# Help! Pickled Okra



## CrackbottomLouis (May 20, 2012)

Ok, about a month ago I made some pickled Okra and opened my first jar today. The vinegar is too strong. I didn't cut the vinegar with water. Should I have? Will the vinegar become less strong the longer it sits in a jar? I need some expertise on this one.


----------



## camo2460 (Feb 10, 2013)

When you make a Pickling Solution it's a mix of Vinegar, Water, and Salt, with the Ratio of about 2:1. I don't know if adding Water to the Solution at this point would help, but you might try one Jar and see if it works.


----------



## CrackbottomLouis (May 20, 2012)

Instead of making a pickling solution I just used white vinegar. That's the recipe I got but I'll try the pickling solution next instead.


----------



## crabapple (Jan 1, 2012)

CrackbottomLouis said:


> Instead of making a pickling solution I just used white vinegar. That's the recipe I got but I'll try the pickling solution next instead.
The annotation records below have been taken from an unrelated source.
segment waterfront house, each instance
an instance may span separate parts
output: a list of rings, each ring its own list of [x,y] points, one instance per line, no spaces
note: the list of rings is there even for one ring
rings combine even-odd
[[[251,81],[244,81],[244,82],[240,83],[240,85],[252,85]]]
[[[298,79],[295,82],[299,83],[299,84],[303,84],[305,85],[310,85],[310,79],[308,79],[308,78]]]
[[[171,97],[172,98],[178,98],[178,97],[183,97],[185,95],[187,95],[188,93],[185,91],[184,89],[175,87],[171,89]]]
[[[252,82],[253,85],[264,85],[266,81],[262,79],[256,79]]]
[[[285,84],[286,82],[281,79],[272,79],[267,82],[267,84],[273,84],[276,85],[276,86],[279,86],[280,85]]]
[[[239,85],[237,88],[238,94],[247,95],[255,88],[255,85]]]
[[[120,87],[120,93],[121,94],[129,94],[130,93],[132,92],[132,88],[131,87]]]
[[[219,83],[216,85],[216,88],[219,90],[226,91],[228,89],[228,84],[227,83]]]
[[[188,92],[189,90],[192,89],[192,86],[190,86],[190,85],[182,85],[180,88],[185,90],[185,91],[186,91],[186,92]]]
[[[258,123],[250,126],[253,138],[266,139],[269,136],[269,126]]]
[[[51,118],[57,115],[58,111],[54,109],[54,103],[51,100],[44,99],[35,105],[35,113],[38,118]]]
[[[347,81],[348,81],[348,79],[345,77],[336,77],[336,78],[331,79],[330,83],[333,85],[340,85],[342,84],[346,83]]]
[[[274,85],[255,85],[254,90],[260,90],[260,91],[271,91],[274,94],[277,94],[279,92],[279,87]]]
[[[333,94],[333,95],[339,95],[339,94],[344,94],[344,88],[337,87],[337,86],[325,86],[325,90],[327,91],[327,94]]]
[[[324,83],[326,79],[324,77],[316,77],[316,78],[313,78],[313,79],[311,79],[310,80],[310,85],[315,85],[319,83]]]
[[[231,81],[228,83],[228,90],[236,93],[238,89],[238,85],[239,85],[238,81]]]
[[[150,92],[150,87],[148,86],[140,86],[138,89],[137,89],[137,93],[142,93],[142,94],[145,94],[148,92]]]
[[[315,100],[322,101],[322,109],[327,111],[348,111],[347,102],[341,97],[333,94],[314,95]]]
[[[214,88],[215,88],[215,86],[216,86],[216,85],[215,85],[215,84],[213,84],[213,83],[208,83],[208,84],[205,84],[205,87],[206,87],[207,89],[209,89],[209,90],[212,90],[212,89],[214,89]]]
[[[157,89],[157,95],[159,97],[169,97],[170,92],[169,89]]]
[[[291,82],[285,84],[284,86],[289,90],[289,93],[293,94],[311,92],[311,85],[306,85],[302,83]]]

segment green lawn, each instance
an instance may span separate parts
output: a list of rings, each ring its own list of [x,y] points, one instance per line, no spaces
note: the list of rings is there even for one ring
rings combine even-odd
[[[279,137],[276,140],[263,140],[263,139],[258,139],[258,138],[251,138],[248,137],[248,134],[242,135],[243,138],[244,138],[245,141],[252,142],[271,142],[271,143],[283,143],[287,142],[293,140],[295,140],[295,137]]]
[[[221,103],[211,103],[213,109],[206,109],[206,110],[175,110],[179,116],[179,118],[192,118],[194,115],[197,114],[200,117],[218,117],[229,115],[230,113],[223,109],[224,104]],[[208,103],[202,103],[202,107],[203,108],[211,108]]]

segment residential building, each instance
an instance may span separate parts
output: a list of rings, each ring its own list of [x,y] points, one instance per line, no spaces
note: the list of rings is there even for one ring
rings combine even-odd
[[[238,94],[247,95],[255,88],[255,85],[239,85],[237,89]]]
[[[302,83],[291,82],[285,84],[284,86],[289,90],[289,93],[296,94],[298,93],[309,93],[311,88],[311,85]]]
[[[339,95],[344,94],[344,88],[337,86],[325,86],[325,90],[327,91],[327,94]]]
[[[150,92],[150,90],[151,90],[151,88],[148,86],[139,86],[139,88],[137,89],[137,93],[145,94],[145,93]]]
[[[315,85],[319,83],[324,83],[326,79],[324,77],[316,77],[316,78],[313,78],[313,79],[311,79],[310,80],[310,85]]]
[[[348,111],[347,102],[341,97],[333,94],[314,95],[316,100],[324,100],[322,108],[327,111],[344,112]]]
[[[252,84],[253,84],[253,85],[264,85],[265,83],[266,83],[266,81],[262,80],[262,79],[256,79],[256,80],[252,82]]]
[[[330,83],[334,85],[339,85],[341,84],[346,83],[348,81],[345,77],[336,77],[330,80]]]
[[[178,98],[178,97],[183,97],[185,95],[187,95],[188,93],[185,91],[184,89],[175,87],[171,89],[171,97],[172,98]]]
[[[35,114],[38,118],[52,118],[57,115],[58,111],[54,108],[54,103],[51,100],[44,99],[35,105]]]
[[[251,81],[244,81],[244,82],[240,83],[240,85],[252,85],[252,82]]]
I use vinegar & salt, did not know that we should use anything other than pure vinegar.


----------



## readytogo (Apr 6, 2013)

2 cups water to 1 cup vinegar, 2 tbsp. pickling spices ,1 tbsp. salt , sugar optional ,chili peppers optional ;boil for a few minutes and pour hot into mason jars ,process for 10 minutes in water bath. About 1.5 pounds of okra=3 pint jars. Same formula works well with other vegetables.Enjoy


----------